Saturday, February 25, 2017

A Quiet Place

As I've mentioned before, I'm working through Kim Manely Ort's book Adventures In Seeing with a group of online photographers. The adventure this week had us looking for and capturing the essence of a place. I had a hard time wrapping my mind around that until I read this definition of essence. Essence is the "attribute or set of attributes that make an entity or substance what it fundamentally is, and which it has by necessity, and without which it loses its identity." The last phrase stuck with me. I began looking at places with the question "if this or that were taken away, would it change what this place is?"

Wandered through an old cemetery, I began to think about it's essence. What makes it what it is? Of course, the obvious is that a cemetery is a place of burial, but the not so obvious is what keeps me interested in early cemeteries. They have characteristics that are not found in modern ones.

As I entered the gates of the cemetery and gazed around, my eyes first noticed the shapes and sizes of the markers. The size usually depends on the wealth and status of the deceased in their community.

I was intrigued by the symbols that had been chosen to be engraved on the markers. Symbols can tell about the person who is buried there. It can tell of their marital status, religious beliefs, whether they are a mother, father or child, and sometimes even their occupation. Clasped hands are very common which can stand for a man holding a woman's hand, indicate marriage, or a symbol of farewell. The mansions in heaven are often depicted showing eternal life. Wreaths speak of victory in death. Three chain links that stand for friendship, love, and truth can be found on markers provided by the Grand United Order of Oddfellows. They provided burial plots and markers for those who could not afford their own. Four-petaled flowers represent the dogwood blooms which means resurrection, sacrifice, and eternal life.

I found grave markers trimmed with simple things such as marbles, rocks, or shells. Other markers were so weathered or covered with lichen that they were impossible to read.

Many graves were outlined with concrete. Sometimes items such as rocks were placed in the concrete or the concrete was carved with names. Some plots, mostly family plots, were enclosed in ornate fences.

There were markers to honor veterans from the War of 1812, the Civil War, and both World Wars.

Wandering through old cemeteries leaves me with a sense of peace. It's quiet. Usually the only sounds I hear are the birds and the rustle of leaves beneath my feet. I can reflect on those who are buried here, the lives they may have lived, the sorrows they endured, and I can whisper a prayer of gratitude for those who served our country.


  1. I like the symbolism of the Four-petaled flowers represent the dogwood blooms which means resurrection, sacrifice, and eternal life. So interesting too the different carvings in your fourth photo.
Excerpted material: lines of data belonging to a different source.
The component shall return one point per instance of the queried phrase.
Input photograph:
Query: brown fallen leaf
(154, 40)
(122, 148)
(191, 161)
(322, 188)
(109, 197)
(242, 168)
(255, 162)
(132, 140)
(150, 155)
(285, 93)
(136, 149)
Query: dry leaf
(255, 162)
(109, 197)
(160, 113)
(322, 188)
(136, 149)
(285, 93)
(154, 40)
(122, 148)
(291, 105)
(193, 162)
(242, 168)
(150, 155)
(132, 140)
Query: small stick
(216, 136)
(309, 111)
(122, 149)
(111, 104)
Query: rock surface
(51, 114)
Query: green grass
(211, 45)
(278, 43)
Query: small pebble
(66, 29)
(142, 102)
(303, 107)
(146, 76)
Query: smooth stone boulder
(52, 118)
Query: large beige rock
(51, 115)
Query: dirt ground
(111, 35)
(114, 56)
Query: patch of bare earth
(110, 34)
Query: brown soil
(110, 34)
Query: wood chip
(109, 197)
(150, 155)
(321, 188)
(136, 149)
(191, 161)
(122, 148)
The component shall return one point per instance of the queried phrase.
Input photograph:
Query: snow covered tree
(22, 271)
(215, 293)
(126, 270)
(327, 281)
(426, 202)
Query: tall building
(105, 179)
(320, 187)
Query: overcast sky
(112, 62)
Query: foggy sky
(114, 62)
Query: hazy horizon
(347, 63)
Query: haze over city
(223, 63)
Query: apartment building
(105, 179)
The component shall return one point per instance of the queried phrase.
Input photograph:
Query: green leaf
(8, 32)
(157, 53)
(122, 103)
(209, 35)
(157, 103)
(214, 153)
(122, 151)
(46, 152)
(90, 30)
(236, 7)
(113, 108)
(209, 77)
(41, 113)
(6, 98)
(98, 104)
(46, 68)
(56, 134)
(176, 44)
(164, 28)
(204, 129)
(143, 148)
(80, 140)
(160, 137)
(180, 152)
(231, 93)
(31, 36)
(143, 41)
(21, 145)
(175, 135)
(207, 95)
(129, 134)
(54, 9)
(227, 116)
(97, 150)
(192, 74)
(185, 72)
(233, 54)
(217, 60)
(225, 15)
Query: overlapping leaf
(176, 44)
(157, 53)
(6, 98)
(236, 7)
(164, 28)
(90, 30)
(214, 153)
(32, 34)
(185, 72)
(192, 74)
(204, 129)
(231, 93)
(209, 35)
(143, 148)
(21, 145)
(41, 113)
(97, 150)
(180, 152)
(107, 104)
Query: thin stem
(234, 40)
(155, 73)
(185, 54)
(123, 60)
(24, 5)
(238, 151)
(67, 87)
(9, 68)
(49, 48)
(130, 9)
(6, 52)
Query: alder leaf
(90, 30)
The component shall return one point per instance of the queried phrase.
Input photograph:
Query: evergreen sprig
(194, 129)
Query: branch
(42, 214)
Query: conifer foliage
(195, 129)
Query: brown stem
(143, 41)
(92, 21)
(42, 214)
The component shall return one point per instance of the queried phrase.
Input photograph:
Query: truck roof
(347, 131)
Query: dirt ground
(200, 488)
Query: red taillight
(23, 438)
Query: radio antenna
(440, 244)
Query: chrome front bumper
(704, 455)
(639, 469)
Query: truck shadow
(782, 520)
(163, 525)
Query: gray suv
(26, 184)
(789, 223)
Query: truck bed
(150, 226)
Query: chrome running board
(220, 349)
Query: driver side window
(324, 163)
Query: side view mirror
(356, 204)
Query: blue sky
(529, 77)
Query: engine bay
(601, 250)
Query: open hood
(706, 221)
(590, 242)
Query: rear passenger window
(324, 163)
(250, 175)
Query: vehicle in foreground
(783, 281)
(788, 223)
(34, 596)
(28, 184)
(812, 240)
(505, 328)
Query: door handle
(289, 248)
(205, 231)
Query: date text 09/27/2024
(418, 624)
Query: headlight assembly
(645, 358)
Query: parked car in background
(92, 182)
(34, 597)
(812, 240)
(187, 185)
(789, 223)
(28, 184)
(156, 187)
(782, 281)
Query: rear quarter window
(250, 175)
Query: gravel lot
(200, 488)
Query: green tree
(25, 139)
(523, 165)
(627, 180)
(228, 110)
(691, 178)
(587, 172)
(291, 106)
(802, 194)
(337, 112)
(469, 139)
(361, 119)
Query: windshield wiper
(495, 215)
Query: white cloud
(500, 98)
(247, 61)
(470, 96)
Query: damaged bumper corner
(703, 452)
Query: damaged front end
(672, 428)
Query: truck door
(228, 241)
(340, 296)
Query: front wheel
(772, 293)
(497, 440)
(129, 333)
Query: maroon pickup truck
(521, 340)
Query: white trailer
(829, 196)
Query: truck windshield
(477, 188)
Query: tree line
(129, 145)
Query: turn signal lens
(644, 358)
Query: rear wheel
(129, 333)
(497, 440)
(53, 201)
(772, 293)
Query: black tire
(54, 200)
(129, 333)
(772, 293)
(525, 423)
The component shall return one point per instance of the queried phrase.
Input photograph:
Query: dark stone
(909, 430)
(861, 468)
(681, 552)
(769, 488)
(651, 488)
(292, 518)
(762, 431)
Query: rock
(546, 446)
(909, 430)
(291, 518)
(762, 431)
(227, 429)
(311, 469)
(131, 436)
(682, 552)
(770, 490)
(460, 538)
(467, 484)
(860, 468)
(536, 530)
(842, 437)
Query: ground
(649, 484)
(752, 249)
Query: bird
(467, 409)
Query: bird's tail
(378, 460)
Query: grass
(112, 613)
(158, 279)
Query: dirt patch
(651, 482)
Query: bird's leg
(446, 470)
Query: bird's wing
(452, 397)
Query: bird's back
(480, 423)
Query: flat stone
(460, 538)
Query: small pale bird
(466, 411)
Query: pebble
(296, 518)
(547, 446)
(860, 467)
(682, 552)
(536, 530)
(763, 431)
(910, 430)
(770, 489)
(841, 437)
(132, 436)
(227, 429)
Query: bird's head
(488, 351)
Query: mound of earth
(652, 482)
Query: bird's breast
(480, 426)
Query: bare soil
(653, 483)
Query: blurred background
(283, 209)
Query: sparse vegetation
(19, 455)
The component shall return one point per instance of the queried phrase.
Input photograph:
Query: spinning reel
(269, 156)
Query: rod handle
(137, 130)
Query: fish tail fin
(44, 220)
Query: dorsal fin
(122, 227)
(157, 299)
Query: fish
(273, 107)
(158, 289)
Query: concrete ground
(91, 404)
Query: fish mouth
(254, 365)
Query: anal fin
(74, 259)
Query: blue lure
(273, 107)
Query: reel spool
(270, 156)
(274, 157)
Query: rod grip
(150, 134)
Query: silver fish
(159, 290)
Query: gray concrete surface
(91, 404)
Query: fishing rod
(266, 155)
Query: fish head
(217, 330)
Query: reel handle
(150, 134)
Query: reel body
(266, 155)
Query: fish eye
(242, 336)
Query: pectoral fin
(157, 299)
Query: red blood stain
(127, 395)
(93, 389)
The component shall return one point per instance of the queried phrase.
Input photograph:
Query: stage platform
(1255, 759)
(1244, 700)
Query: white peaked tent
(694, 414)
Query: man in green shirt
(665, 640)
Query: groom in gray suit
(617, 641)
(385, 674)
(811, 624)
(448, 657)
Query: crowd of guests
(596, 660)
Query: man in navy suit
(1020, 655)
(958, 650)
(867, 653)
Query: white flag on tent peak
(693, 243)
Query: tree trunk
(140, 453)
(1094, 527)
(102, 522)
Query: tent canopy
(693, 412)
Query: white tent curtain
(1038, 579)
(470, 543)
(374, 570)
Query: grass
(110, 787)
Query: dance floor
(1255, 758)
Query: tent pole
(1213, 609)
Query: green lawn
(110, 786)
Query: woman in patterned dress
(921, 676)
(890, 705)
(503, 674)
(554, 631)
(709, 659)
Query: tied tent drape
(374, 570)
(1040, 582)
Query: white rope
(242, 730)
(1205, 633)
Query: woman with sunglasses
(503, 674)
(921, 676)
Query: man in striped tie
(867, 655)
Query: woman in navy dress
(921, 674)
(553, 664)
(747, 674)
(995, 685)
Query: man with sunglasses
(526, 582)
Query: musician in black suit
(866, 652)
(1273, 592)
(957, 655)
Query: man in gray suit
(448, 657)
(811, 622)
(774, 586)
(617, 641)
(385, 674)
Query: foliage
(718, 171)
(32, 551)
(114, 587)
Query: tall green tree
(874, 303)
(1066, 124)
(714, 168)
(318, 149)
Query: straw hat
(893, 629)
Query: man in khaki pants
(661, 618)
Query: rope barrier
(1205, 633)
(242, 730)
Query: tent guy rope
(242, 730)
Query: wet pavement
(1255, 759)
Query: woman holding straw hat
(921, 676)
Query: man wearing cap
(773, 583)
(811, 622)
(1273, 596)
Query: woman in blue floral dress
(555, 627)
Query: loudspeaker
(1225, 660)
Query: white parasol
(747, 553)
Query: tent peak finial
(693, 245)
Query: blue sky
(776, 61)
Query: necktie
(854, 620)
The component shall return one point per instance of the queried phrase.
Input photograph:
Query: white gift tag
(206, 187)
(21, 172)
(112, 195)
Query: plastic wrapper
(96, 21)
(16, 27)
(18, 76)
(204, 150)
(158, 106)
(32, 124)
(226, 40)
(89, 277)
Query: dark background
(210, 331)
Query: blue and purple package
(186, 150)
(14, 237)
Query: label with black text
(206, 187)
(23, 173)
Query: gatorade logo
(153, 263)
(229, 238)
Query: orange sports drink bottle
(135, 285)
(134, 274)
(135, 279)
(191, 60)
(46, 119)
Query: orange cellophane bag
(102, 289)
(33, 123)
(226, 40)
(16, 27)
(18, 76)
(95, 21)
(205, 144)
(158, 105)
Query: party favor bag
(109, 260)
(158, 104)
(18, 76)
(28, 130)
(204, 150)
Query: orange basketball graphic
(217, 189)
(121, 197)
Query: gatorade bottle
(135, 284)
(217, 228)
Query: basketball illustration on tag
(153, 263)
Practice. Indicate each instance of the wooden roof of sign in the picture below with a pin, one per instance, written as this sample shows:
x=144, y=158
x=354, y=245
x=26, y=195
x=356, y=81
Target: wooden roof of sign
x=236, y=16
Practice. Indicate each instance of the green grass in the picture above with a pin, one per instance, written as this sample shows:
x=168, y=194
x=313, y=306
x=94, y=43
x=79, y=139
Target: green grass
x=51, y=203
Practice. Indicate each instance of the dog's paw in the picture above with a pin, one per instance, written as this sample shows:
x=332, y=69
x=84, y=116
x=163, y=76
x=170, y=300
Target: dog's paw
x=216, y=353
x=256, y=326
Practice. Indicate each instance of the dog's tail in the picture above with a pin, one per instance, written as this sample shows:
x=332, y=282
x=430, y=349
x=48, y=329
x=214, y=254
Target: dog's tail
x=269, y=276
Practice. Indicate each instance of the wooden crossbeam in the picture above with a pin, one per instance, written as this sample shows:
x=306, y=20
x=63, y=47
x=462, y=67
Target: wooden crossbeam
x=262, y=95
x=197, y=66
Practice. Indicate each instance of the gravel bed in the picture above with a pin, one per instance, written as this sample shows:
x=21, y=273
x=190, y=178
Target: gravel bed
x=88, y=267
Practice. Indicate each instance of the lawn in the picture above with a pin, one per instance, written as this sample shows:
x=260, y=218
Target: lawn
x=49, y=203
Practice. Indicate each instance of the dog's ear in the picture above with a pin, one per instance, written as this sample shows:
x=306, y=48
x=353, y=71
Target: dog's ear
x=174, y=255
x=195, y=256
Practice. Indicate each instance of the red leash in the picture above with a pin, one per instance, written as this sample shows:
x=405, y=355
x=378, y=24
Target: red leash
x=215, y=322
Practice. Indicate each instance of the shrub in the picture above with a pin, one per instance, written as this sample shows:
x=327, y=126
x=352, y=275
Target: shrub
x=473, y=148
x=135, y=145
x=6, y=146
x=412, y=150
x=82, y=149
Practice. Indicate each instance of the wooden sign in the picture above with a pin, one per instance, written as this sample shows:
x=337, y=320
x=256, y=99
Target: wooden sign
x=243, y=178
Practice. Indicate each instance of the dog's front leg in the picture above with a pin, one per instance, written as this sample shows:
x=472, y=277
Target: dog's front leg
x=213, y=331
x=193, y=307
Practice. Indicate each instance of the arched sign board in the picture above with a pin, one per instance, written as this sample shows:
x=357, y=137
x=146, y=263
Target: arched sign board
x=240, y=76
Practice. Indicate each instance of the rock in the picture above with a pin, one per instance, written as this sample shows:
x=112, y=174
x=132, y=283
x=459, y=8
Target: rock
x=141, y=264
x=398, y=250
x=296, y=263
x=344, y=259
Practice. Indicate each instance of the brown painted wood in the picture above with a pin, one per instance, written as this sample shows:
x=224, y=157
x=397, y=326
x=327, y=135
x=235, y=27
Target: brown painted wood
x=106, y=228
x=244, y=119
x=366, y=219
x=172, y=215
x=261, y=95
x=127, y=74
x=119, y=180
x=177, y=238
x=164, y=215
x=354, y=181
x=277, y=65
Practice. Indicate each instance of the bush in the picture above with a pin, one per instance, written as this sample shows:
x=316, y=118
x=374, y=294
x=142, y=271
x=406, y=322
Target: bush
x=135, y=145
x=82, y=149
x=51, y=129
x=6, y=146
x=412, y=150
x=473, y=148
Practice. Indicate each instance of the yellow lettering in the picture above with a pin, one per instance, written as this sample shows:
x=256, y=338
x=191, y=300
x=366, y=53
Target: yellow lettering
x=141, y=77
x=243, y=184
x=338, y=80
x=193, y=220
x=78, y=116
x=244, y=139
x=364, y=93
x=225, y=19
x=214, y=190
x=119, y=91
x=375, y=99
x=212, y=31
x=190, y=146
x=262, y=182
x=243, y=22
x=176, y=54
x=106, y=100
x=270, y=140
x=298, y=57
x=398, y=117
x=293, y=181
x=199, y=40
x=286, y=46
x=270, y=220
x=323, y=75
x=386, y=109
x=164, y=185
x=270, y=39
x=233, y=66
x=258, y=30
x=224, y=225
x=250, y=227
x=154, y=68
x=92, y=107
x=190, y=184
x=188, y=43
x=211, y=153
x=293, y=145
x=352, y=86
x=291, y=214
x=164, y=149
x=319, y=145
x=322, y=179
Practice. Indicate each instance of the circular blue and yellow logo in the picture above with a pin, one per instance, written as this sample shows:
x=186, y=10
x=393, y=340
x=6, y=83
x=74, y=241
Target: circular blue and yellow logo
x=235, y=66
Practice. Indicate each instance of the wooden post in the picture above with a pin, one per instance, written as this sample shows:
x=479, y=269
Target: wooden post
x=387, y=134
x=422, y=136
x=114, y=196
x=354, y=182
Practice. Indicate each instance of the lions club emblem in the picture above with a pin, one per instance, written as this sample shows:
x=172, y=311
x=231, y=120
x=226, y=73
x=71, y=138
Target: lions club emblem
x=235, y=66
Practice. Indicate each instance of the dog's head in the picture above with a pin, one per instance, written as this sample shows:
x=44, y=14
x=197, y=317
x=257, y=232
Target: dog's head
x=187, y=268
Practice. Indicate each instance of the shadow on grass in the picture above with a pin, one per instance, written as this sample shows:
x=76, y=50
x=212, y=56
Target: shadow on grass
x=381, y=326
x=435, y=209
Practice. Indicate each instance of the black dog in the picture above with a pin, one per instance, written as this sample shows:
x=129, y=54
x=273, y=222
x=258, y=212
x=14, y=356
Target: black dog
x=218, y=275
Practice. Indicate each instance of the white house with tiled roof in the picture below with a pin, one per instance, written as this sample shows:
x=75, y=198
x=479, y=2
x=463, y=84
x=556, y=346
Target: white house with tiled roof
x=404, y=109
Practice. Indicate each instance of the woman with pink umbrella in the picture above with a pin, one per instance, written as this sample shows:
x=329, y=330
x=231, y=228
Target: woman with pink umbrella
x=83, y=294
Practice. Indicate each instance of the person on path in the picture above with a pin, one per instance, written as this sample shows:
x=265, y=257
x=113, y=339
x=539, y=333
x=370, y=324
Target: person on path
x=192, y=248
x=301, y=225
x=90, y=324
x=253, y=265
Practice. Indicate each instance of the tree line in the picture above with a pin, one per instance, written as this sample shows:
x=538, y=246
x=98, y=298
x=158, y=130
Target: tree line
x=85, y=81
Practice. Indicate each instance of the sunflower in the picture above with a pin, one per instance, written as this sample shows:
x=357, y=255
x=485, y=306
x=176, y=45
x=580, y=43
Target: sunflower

Black and white images are perfect for this posting on the essence of cemeteries.

  2. I love wandering in cemeteries, the older the better. I enjoy the quiet, and try to imagine what the lives of some of those people might have been like. Your black and white images have a timelessness that feels just right.

  3. i did not "get it" until the last phrase, then it kicked it. your images are amazing - you really "got this" and your pictures as well as your narrative were needed in this exercise!!

    i really appreciated what you put in to this, well done. i do not like cemeteries and have a hard time walking around in them. i can't get past the death part - the sadness part, and that ruins it for me!!

  4. I love the way you captured the essence - black and white sets the perfect mood!

  5. I really enjoyed this post, Cathy, as I love exploring cemeteries (well, in the daylight, that is!). Love the way the shadows are captured in your black and white photography!

  6. I like these B&W photos which help give essence to the photos of the old cemetery. I like to wander among old tombstones - they have such a story to tell with their carvings and quotes.